Ok now that you have all the needed materials you can now start building your box.
- Take 2 of the 4” x 4” x 2’ posts and spread them apart by 8 feet.
- Place 2 of the 2” x 8” x 8’ planks on top. Make sure all the edges line up as in the picture.
- Screw in 2 of the 3-inch wood screws into each side of the planks so that it firmly attaches to the post. Ok now repeat with the remaining wood for the other 8-foot side.
- Take 2 of the 4”x 4” x 2’ posts and spread them apart by 4 feet.
- Place 2 of the 2”x8”x 4’ planks on top. Make sure all the edges line up as in the picture.
- Screw in 2 of the 3-inch wood screws into each side of the planks so that it firmly attaches to the post. Ok now repeat the remaining wood for the other 4-foot side.

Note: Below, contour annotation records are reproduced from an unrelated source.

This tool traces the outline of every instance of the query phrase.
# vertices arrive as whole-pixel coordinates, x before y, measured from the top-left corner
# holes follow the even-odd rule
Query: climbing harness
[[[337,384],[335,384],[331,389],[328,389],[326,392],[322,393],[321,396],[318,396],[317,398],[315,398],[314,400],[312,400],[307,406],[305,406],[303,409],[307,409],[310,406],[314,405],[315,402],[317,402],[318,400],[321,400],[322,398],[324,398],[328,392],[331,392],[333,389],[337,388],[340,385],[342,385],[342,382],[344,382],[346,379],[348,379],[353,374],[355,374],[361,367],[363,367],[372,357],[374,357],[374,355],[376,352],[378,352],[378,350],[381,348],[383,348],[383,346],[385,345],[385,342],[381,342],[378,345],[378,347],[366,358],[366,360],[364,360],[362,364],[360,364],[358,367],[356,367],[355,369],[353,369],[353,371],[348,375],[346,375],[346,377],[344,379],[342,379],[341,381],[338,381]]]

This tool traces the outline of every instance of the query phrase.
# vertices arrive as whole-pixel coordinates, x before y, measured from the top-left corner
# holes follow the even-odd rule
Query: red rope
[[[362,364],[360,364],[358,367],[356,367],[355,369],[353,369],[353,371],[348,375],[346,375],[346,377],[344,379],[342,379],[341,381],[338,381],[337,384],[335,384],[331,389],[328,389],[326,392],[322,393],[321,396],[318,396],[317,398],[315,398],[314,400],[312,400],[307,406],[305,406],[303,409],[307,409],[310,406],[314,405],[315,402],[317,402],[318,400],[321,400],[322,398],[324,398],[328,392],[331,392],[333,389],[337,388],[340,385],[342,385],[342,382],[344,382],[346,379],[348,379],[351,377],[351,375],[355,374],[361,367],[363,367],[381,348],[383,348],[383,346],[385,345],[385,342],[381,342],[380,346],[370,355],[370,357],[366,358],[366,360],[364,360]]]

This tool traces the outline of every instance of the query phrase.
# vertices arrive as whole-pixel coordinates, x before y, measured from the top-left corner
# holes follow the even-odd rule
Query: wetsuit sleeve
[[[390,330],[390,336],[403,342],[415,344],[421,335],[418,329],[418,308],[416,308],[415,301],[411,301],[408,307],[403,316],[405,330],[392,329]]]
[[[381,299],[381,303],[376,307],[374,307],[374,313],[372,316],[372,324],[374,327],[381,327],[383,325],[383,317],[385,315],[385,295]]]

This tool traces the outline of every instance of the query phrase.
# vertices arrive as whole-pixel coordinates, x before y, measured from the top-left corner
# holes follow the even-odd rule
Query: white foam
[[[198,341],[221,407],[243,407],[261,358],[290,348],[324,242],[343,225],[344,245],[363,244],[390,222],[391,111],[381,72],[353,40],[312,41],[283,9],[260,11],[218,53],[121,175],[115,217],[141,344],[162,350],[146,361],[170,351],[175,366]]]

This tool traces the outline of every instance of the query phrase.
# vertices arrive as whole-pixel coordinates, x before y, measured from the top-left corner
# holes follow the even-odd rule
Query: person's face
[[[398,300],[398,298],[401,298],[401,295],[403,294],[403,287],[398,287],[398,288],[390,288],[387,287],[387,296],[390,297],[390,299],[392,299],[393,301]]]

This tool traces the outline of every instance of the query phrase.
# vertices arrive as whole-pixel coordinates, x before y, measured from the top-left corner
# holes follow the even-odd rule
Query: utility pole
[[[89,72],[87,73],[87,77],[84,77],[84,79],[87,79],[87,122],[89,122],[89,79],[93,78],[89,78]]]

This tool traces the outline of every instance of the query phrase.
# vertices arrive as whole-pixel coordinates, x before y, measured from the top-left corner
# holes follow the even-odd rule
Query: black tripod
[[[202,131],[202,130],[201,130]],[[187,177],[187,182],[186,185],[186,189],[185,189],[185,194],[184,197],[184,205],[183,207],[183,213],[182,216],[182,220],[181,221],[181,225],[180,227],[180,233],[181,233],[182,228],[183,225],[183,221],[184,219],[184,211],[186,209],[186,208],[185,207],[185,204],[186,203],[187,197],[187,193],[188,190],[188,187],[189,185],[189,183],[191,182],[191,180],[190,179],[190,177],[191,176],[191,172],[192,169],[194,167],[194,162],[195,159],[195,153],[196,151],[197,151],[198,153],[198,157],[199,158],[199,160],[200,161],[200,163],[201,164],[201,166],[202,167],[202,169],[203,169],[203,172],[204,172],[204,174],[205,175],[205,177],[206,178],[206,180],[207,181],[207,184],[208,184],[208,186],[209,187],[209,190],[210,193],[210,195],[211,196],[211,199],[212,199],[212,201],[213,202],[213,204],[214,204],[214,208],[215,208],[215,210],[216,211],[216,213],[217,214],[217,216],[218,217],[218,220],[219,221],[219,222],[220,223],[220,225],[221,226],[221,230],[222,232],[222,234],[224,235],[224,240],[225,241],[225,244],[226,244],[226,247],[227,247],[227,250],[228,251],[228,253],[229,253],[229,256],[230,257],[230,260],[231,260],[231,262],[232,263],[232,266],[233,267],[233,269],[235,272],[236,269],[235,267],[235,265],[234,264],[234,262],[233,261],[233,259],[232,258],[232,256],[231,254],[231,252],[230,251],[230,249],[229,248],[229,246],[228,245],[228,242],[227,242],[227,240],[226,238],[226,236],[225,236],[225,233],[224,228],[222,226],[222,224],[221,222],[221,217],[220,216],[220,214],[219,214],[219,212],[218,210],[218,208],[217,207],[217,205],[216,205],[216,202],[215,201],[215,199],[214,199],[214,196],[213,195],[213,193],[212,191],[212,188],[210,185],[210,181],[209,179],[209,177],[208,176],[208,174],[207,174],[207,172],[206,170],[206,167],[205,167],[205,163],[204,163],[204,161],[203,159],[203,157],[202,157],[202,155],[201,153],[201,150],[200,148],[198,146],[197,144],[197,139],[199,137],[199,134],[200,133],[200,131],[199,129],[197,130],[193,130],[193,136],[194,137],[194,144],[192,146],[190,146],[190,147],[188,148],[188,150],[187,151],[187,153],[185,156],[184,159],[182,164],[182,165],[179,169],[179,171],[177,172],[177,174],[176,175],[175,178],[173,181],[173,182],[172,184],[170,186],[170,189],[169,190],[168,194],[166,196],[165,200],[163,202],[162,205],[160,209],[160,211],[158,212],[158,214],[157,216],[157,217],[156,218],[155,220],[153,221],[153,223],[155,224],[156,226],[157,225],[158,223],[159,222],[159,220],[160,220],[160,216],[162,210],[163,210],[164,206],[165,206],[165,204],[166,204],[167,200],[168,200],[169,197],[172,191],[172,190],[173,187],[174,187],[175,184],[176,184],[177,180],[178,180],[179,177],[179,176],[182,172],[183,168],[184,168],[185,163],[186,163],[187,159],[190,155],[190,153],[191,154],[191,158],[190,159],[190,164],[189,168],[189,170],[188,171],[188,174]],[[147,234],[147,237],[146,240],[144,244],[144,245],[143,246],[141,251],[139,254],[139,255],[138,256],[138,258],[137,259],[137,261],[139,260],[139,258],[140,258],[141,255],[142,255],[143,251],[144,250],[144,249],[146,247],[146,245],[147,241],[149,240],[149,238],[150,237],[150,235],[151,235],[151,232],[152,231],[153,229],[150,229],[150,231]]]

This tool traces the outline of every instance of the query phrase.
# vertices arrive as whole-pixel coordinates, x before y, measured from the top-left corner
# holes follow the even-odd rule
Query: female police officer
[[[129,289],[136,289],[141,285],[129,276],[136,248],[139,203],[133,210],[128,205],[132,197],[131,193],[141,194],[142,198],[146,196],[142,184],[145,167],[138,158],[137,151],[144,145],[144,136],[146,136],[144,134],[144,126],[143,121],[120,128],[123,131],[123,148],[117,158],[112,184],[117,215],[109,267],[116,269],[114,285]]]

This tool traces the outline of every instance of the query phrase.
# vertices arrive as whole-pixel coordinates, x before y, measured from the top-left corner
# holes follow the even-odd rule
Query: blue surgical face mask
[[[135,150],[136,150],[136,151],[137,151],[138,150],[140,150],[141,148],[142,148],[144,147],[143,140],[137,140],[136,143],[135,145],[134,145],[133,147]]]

- Now it is time to screw in the braces. Get one of the four-foot pieces. Space out two of the corner braces evenly on each side of the piece. Make sure they are up to the edge of the piece. Use a 3-inch wood screw for the interior screw hole, as it will go through the 2-inch plank and into the post. Use a 2-inch wood screw for the outside hole, as it will only go into the 2-inch plank. Repeat with the remaining braces and with the other 4-foot piece.
- Now it is time to put all the pieces together to make the box. Attach the 4 foot pieces to the 8 foot pieces. Use 3-inch wood screws for the interior screw hole and 2 inch wood screws for the outside screw hole.
- Take a 2” x 6” x 8’ plank and lay on top of the 8 foot side. Make sure all the edges line up like the picture below. Take 2 of the 3-inch wood screws and attach the top plank to the post and plank below. Repeat on the other side. Repeat with the other 8-foot side and with the remaining 4 foot pieces. Take some additional wood screws and secure the middle sections.
- Now that your box is built move it over to its location. Mark the areas you will need to dig for the posts of the box.
- Remove the box and start digging the holes. This will be take some time because each hole will have a different depth as you will want the box to be level on each side.
- Place the posts into the dug holes and place a level on each side of the box. If the box is not level add or remove dirt from the holes until it is level.
- Once it is level step far away from the box and get down on one knee to view the box. You want the box to look visibly pleasing.
- Once this is accomplished fill in the holes with dirt.
- Place the weed block at the bottom of the box and fill with the organic soil.